Maybe it's because I code in multiple languages daily, but I tend to not use a lot of the language features for each language. A part of it is definitely thinking about the ones that come after me, and wanting everyone -- from every background -- to be immediately able to reason about the code without having to look up what every syntax feature does.
I guess it's a fine line between depth of language features used vs. readability once one is gone from the project.
Its not an exact science, or even close to approximate. It's more for fun than anything else. The correlation between style and personality is 'loose'. And a lot of it is in the perspective of the observer and what he knows about the person upfront. I guess. Consider this a "fun" or "not fun" exercise, and nothing more :)

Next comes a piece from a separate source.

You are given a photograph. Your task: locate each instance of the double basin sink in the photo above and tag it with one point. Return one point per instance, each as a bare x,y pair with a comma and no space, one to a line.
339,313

So what you're saying is that you guess and then rationalize your successes? (If the correlation is loose, you've really got to measure it to know for sure it even exists.)
I'm pretty much the same, been coding since 16 and I'm 28 now. I've gone through phases but I mostly code like the 2nd style. I mostly use JavaScript but occasionally pipe in another program (say python or C) when needed. I use new language features if it helps make things easier- ES6 has some really cool things, but I try not to let my code become cryptic. :)
Maybe it's because I code in multiple languages daily, but I tend to not use a lot of the language features for each language. A part of it is definitely thinking about the ones that come after me, and wanting everyone -- from every background -- to be immediately able to reason about the code without having to look up what every syntax feature does.
I guess it's a fine line between depth of language features used vs. readability once one is gone from the project.